Nie ma wątpliwości, w jakim miejscu znajdujemy się obecnie. Jestem w pełni przekonany, że unifikacja przeprowadzana w ramach drugiego modelu zaszła dalej, niż było to konieczne, racjonalne i gospodarczo uzasadnione. Nie jest to teza niepoparta dowodami. Jestem szczerze zaniepokojony takimi zjawiskami jak: „nadmierne rezultaty” czy „europejskie dobro powszechne”. Te fenomeny niezaprzeczalnie istnieją i powinny znaleźć niedługo odbicie w europejskim prawodawstwie i regulacjach. Lecz kiedy mówię „istnieją”, nie mam na myśli ich dominacji. Drugi etap europejskiej integracji został oparty na kompletnie błędnej idei nadrzędności wspomnianych zjawisk. Sztuczne narzucanie rozwiązań opartych na tej idei jest błędem. Wszyscy na tym tracimy, nikt nie zyskuje. Zdecydowanie powinno się coś z tym zrobić. Sugerowałbym całkowite przedefiniowanie konceptu Unii Europejskiej, bowiem przeprowadzenie zmian kosmetycznych, a nie gruntownych, jest niewystarczające.

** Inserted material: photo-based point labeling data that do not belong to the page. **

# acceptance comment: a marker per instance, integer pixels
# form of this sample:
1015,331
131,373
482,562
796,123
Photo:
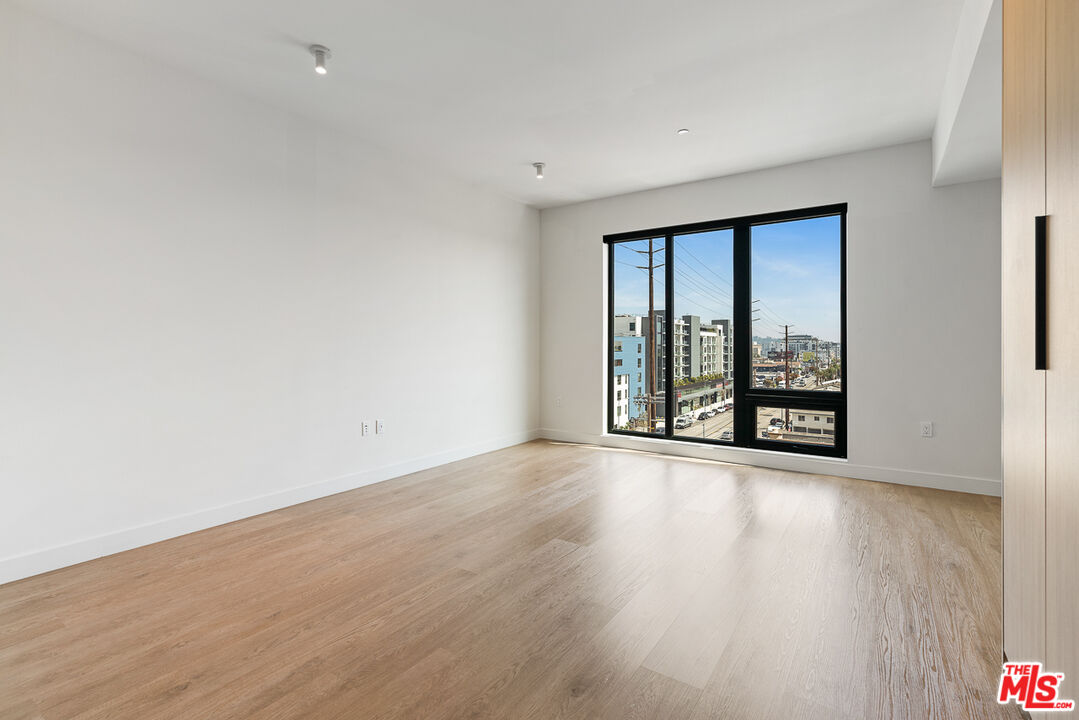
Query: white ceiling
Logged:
596,89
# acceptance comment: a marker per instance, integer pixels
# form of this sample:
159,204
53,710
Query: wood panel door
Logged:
1062,405
1023,388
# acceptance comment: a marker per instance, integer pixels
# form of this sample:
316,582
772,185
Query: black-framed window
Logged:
732,331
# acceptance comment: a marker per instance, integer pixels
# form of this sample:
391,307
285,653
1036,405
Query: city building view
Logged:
796,339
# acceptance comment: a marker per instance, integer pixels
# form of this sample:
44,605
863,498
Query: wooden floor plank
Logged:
543,581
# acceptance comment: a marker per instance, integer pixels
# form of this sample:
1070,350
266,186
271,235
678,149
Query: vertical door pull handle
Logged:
1039,293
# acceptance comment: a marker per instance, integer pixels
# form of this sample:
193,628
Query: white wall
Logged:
923,311
202,297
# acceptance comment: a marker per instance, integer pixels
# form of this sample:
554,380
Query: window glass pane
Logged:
796,304
704,347
792,425
638,370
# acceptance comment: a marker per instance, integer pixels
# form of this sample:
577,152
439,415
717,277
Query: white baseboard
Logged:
60,556
783,461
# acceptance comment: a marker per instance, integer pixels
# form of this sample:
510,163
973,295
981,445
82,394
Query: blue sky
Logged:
795,276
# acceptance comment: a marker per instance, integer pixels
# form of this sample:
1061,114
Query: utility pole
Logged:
787,371
651,335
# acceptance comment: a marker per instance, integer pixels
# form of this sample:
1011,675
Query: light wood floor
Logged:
543,581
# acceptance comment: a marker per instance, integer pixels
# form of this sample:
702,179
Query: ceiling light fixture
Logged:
322,53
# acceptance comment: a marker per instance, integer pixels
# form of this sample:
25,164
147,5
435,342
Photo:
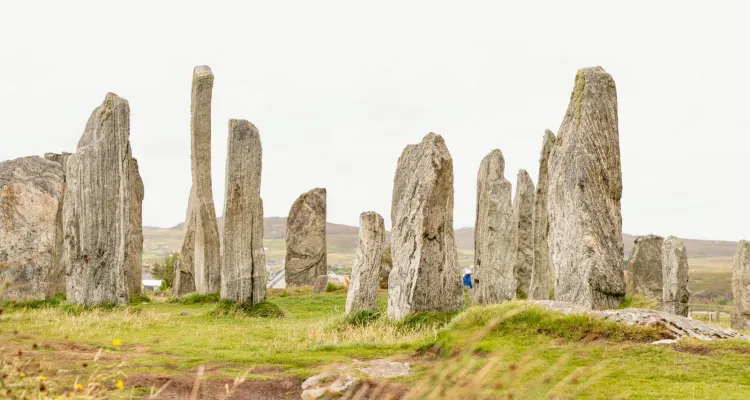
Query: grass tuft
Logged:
195,298
265,309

Powinno się powrócić do

międzyrządowego modelu integracji, do oryginalnego pomysłu, polegającego na usuwaniu barier ekonomicznych, konsekwentnej liberalizacji i otwieraniu wszystkich rynków (nie tylko ekonomicznych). Następnie należałoby zminimalizować polityczny interwencjonizm w sferze ludzkich działań, a wszędzie, gdzie interwencja byłaby nieunikniona, powinna się ona dokonywać jak najbliżej obywateli (tzn. na poziomie samorządowym – gmin, powiatów, regionów), a nie w Brukseli. Unia Europejska potrzebuje zmian. Musimy zarzucić obecny model integracji i cofnąć się do tego, co było przed nim. Musimy porzucić slogan „mniej państwa narodowego, więcej internacjonalizmu”, ponieważ

państwo jest niezastępowalnym gwarantem swobód demokratycznych, w przeciwieństwie do wszelkiego rodzaju „Rzeszy”, imperiów i związków państw. Powinno się obudzić milczącą większość mieszkańców Europy, którzy nie zdają sobie sprawy z tego, że przejście od pierwszego modelu integracji do drugiego miało charakter zmiany jakościowej, wręcz rewolucyjnej. Czas zacząć poważnie zajmować się szczegółami tej koniecznej transformacji. Musimy uczynić nasze społeczeństwa wolnymi, demokratycznymi i prosperującymi. Nie osiągnie się tego poprzez antydemokratyzm, ponadnarodowość, etatyzm i zwiększanie liczby przepisów oraz regulacji.

Potrzebujemy systemu politycznego, którego nie da się zniszczyć przez postmodernistyczną interpretację praw człowieka z jej naciskiem na prawo pozytywne, dominacją praw grupowych nad indywidualnymi, poprzez osłabianie instytucji demokratycznych, których korzenie znajdują się na terytoriach państwowych, przez multikulturalizm osłabiający wewnętrzną spójność państwa narodowego oraz poprzez działalność różnorakich organizacji pozarządowych.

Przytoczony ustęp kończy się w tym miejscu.